《「アミノバイタル®」カップ2026 第55回 関西学生サッカー選手権大会 5-6位決定戦》
▽2026/06/24 14:30 Kick off – 万博記念競技場
甲南大 2-2(1-1/1-1/0-0/0-0/PK7-6) 立命館大
得点:’24 甲南大/森勇聖(伊藤小次郎)、’30 立命大/野見明輝(良知英祥)、’76 立命大/野見明輝(伊澤翔登)、’90 甲南大/濱田蒼太(鳥住仁生)

創部以来、初となる総理大臣杯出場という新たな歴史を刻んだ。「一致団結して目標に向かえた」と松岡亮輔監督が力をこめるように、すべての学生の力を結集して結果を手繰り寄せた。
入りこそ両チームが慎重な試合運びを見せたが、MF森勇聖(3年/興國高)のゴールで24分に甲南大が先制すると、立命館大も30分にFW野見明輝(3年/広島国際学院高)が決めてすぐさま同点とする。だが32分、立命大MF吉田遥海(3年/京都サンガF.C.U-18)が左サイドからゴール前に送ったボールをクリアしようとしたDF片山敬介(4年/飯塚高)のプレーが決定機阻止と判断されてレッドカードが提示され、立命大にPKが与えられる。このピンチを甲南大の守護神GK足立優(4年/ガンバ大阪ユース)が救った。相手のキックをしっかりと見極めてはじくと、詰める立命大のシュートも全員で防ぎ切り、失点を許さない。そこには「PKは得意なわけじゃないけど、(片山)敬介が与えたPKは今まで全部止めています」と足立が話すように、互いのミスをカバーして支えあってきたチームの信頼関係があった。
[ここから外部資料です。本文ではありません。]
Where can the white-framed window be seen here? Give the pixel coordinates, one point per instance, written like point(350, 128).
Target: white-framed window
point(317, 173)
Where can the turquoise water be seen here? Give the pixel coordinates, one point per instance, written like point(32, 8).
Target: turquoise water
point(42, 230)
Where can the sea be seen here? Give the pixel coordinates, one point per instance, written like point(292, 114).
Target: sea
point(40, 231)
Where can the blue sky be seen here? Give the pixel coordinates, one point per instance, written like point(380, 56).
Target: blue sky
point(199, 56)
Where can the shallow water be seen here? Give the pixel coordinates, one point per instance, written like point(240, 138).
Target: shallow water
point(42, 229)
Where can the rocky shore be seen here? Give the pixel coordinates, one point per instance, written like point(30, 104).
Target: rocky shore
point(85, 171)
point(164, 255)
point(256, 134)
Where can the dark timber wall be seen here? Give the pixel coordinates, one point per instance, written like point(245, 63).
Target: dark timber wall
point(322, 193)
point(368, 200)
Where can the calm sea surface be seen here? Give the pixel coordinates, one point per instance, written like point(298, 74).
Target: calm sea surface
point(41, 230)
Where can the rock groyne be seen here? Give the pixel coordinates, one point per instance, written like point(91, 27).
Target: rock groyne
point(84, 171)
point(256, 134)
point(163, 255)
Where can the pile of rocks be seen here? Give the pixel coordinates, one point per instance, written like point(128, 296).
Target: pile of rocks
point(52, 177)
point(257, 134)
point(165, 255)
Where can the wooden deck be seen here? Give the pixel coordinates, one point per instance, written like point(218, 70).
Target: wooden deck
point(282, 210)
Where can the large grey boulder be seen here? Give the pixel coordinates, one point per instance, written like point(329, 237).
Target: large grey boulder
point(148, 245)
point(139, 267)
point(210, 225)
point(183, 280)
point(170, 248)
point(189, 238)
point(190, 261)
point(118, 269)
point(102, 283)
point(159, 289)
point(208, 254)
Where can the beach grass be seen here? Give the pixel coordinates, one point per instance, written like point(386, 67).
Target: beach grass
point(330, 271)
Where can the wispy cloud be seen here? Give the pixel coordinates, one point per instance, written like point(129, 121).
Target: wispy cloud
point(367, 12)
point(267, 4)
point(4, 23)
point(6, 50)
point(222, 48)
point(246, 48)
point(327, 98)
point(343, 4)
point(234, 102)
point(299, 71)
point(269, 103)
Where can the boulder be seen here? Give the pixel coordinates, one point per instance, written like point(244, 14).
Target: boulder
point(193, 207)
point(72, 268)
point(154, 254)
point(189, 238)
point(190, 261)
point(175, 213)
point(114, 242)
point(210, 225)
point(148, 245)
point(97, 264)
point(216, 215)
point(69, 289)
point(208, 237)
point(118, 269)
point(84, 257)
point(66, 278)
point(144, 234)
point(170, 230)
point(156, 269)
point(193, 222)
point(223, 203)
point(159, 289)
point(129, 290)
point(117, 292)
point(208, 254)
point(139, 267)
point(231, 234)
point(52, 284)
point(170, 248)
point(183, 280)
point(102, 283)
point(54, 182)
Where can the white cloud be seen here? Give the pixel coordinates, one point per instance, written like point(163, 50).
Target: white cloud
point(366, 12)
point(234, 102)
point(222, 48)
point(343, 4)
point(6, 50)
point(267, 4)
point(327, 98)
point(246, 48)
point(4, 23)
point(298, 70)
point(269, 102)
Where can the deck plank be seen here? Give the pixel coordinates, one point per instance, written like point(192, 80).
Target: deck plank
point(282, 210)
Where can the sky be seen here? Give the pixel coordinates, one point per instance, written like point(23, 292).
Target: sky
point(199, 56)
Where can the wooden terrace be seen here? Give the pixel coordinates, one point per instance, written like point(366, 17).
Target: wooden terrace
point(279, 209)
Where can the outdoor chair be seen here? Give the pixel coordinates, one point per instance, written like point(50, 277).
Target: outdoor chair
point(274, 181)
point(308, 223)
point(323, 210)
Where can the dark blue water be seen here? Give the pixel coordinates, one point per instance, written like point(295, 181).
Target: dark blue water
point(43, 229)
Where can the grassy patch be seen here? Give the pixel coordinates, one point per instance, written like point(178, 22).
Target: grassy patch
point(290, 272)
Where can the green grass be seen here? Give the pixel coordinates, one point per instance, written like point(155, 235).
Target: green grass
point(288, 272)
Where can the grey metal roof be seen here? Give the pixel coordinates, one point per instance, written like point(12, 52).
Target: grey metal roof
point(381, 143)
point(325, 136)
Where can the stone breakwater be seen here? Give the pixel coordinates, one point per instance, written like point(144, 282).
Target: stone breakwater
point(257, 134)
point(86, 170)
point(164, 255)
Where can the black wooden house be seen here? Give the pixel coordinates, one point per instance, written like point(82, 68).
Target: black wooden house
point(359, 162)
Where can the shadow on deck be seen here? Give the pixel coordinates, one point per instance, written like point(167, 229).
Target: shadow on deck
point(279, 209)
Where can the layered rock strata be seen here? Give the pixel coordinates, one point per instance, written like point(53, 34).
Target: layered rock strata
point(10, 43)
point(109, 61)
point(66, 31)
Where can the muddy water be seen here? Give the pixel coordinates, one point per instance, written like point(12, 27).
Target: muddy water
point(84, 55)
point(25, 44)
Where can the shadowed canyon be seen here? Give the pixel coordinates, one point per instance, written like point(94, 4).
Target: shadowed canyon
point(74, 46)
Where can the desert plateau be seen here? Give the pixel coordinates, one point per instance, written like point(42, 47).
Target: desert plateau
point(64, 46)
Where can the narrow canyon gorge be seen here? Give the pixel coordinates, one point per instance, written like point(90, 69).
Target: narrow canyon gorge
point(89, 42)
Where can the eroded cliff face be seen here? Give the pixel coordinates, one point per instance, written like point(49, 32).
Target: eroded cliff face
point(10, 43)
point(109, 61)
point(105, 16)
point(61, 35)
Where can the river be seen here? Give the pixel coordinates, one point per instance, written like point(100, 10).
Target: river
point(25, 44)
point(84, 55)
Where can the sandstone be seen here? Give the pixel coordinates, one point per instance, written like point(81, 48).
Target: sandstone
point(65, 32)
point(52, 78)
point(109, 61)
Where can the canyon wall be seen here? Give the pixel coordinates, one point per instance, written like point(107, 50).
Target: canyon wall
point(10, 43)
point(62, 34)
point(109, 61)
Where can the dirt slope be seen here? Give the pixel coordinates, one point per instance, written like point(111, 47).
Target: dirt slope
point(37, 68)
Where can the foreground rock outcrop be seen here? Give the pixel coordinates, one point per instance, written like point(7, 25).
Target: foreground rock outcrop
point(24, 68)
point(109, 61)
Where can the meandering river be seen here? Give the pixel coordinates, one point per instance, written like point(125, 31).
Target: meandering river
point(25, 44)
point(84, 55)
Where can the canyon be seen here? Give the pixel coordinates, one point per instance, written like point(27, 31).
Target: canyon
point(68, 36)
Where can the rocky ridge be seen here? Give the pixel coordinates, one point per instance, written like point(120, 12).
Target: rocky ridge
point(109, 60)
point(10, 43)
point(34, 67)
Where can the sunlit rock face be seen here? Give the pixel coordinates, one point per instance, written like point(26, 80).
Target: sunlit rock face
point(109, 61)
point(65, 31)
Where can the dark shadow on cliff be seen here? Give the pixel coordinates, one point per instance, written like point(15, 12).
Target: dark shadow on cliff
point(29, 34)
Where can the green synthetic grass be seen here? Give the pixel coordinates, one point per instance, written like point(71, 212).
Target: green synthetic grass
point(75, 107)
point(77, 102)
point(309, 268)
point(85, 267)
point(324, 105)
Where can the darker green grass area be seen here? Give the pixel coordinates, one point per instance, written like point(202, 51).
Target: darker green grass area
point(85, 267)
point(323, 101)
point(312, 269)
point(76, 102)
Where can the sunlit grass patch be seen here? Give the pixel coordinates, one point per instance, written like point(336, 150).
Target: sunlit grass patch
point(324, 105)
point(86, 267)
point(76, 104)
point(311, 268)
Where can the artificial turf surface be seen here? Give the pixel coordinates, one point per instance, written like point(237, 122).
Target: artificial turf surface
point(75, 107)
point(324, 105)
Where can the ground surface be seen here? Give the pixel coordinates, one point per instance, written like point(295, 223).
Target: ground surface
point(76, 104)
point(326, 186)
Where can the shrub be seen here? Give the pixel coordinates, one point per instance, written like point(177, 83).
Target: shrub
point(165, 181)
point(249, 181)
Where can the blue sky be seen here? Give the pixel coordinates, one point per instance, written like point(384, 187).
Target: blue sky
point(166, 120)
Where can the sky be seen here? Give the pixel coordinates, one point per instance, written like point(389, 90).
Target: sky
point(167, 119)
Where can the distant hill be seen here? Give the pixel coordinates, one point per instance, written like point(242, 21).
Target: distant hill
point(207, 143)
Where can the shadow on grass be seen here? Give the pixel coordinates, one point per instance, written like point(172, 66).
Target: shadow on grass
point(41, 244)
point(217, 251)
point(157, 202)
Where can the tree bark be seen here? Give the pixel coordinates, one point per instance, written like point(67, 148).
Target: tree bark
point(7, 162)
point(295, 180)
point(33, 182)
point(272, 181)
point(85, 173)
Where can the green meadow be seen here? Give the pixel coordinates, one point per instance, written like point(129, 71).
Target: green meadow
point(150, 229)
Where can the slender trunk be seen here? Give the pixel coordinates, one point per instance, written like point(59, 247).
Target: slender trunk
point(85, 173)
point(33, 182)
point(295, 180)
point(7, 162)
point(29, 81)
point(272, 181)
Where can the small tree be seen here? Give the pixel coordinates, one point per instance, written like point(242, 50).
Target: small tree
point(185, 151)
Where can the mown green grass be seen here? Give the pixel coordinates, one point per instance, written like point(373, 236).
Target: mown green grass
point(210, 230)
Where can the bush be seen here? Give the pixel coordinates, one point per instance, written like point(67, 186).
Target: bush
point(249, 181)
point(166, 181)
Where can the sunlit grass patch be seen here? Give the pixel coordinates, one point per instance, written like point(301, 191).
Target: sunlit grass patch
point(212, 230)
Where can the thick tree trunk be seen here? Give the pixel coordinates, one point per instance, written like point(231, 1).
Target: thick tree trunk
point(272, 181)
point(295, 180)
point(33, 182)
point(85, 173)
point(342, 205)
数的不利を強いられることになった甲南大だが、3バックから両ウイングを下げて4枚で守る形に変更。4-4-1のシステムで、相手の攻撃をしのぎつつチャンスを探っていく形を狙う。しかし76分、ロングボールに抜け出した立命大FW野見にDFがかわされ、足立も前に出たところを外されてそのまま無人のゴールに流し込まれてしまう。痛恨の失点を足立は「あれはもう僕のミス。ずっと前半から耐え忍んでくれてたんで、すごい申し訳ないなと思った」と振り返る。
「味方を信じて3点目行かせへんことだけ考えてはやってました」という足立の言葉が実ったのは、90分。スルーパスを受けたFW濱田蒼太(4年/サンフレッチェ広島F.Cユース)がGKの頭上を越える技ありシュートで同点に追いつく。「立命は追加点を取りに来る。奪ったらどんどんスルーパスを出していこう」という松岡監督の指示がピタリとはまり、土壇場で試合をふりだしに戻した。延長では立命大に攻め込まれる場面が続き、足立を中心に身体を張って守る。GKの頭上を越えるシュートであわや失点という場面もあったが、MF伊藤小次郎(3年/V・ファーレン長崎U-18)のスーパークリアで得点を許さず、総理大臣杯出場権はPK戦へと託されることになった。
互いに6人ずつが成功し、先攻の立命大7人目のキックを足立が横っ飛びで見事にストップ。甲南大はMF鳥住仁生(2年/滝川高)がしっかりと枠におさめて、総理大臣杯初出場を決めた。「相手もPKうまかったです。でも味方が粘って決めてくれていたんで、1本は止めないとなと思ってました。『自分たちの代で歴史を作ろう』と目指してこの試合までに取り組んできたので、達成できて本当にうれしい」と守備のヒーローは笑顔を見せた。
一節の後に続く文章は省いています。